Here is a small test script to demonstrate the idea. You can pass in the number of workers and the total number of requests for a test, and the final returned value is how long it took to finish all these requests, ideally the shorter, the better.
After you have a test script, the next step is to try out different configurations and take some measurements.
In this test, I am only changing different cpu_limit assigned to the containter.
cpu_limit is a threshold that your container at most can consume. There are many other parameters could limit the actual cpu resource available to your container. For example, setting cpu_limit to be 24 doesn’t guarantee any type of cpu resource available. In a typical laptop, you might have only 4 cores in the first place. In that case, setting cpu_limit to be 24 makes no sense. Another is competing activities, if there are other activities during the testing, the cpu available to your container could take another hit.
During the test, if the payload is low, and your application is perfectly capable of handling it, you might not reach either the physical and cpu_limit assigned to it. During the stress test, you probably want to avoid other irrelevant activities so the cpu resource available is sufficient and it is only the cpu_limit that you apply actually dominates.
In my testing script, I generated a list of cpu_limit starting as small as 0.01 cpu ~ 10 millicpu. (I actually started with large cpu assignment because they finish faster). And for each cpu_limit, I tried out different number of workers to simulate the behavior of required concurrency.
Following is the result of the first test, instead of 1000 calls per test, I used 100 calls just to be fast. It is quite straight forward that the more CPU resource you assign to it, the better the performance.
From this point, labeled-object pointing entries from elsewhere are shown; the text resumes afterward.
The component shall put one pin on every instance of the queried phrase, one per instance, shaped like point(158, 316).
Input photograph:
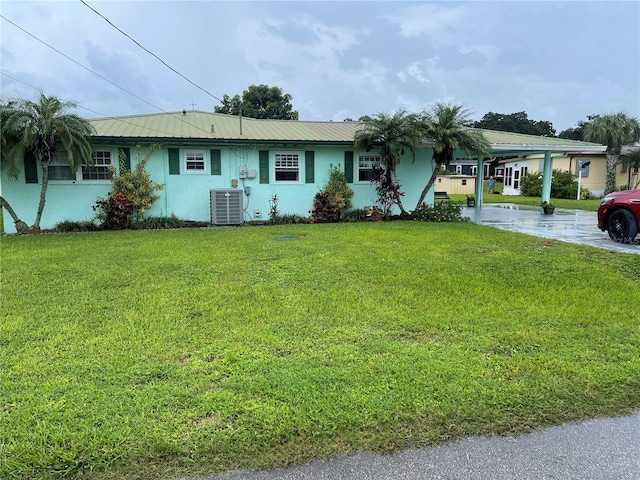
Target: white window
point(100, 168)
point(59, 169)
point(366, 164)
point(194, 161)
point(582, 167)
point(286, 167)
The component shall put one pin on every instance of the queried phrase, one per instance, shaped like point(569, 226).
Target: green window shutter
point(127, 158)
point(216, 162)
point(309, 166)
point(30, 168)
point(263, 159)
point(348, 166)
point(174, 161)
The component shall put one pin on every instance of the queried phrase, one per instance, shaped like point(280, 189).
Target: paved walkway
point(603, 449)
point(575, 226)
point(606, 449)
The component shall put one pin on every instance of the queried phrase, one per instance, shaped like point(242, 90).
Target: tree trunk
point(43, 194)
point(610, 182)
point(430, 183)
point(21, 227)
point(392, 180)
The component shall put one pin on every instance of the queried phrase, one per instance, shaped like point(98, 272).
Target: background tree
point(136, 185)
point(259, 101)
point(632, 161)
point(43, 128)
point(577, 132)
point(518, 122)
point(448, 128)
point(613, 130)
point(394, 134)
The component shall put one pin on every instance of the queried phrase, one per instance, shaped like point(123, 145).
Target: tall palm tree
point(394, 134)
point(613, 130)
point(43, 128)
point(448, 128)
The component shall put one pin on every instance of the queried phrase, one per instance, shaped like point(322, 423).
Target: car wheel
point(622, 226)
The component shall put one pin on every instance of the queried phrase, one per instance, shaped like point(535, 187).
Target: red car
point(619, 214)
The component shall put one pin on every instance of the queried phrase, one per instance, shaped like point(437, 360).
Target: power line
point(98, 75)
point(106, 117)
point(149, 52)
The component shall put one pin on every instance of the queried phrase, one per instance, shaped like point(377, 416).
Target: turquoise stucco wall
point(187, 195)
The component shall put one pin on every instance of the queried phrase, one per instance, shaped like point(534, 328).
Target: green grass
point(147, 355)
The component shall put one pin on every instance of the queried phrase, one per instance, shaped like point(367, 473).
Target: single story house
point(590, 167)
point(226, 169)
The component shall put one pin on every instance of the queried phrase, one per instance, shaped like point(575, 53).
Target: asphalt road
point(603, 449)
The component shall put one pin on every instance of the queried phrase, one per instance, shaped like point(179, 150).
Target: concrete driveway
point(575, 226)
point(601, 449)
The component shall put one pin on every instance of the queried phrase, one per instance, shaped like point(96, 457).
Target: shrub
point(68, 226)
point(158, 223)
point(531, 185)
point(388, 194)
point(327, 207)
point(563, 184)
point(338, 187)
point(440, 212)
point(585, 194)
point(288, 219)
point(356, 215)
point(274, 211)
point(114, 212)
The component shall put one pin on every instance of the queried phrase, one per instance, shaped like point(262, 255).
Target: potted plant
point(547, 208)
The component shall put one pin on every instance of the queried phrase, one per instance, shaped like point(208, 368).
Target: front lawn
point(155, 354)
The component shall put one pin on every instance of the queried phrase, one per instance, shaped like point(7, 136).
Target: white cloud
point(490, 52)
point(429, 19)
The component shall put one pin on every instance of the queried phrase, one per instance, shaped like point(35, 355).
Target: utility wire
point(148, 51)
point(100, 76)
point(105, 116)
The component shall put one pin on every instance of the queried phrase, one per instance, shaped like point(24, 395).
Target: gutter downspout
point(546, 177)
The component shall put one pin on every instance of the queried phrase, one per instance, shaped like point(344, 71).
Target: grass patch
point(154, 354)
point(590, 205)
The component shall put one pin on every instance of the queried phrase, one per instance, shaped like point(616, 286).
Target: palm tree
point(395, 134)
point(448, 128)
point(613, 130)
point(42, 128)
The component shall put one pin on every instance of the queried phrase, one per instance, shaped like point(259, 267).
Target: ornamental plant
point(115, 211)
point(327, 207)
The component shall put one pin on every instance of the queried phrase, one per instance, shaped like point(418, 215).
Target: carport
point(506, 144)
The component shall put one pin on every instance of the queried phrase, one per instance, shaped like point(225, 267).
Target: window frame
point(369, 168)
point(194, 171)
point(279, 169)
point(585, 170)
point(88, 169)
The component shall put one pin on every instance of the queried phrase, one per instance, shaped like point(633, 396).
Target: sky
point(557, 61)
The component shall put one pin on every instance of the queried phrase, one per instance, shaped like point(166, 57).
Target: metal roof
point(209, 127)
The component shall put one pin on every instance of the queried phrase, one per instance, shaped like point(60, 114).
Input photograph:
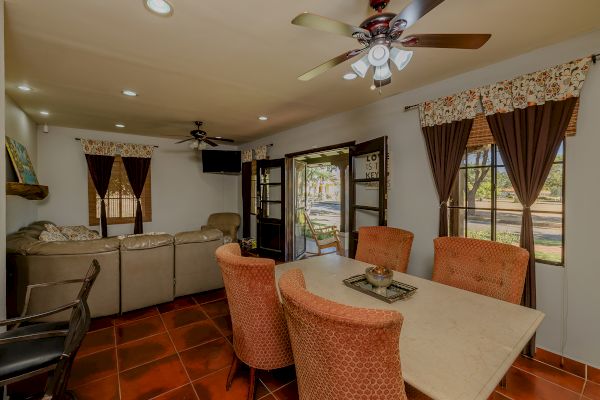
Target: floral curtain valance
point(460, 106)
point(258, 153)
point(106, 148)
point(552, 84)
For example, when you assign 0.512 cpu, it took only less than 3 seconds to make a 100 calls. And by giving it more cpu, the performance is not further improved. Meanwhile for the worker count, the performance is improvement is not obvious as you expected. One imagine that if the tasks is io bounded, having two workers will double the throughput etc.
In the next test, I increased the number of calls from 100 to 1000. And you can immediately see the performance improvement from the client side. When you assign sufficient cpu, the performance will keep improving from the client side the more workers you assign, until no more.
How surprising! The more resource we give it, the faster we get? 🙂 This is like a typical optimization problem that for a fixed amount of CPU resources, how to size the container so we can handle the most throughput.
Let’s do some math, say if we have total TOTAL_CPUS, and each cpu is being sized with the cpu_limit as SIZE. Then we can afford TOTAL_CPUS/SIZE number of containers without running out of resources. Based on the our choice of SIZE, we will be able to understand how many requests each container can handle.
In order to find the optimal point, let’s first model the response time versus the cpu_limit. We can fit a curve to it. In this case, I picked the exponential decay curve and it works pretty well.
My take away is that the smaller you can make a container, actually the more efficient it is despite the fact that it will be slow. As you can see from the blue line, the latency is getting better and better as you throw more cpus to it, but that limit the total number of containers that you can fit into an environment, and the overall total time almost grow linearly.
Rather than find the optimal point, this is almost like a greedy theory in which you just need to understand what is the acceptable SLA, and almost work backwards and chose the minimal amount of cpu to guarantee that SLA. In addition to that, any extra cpu assignment won’t help at all.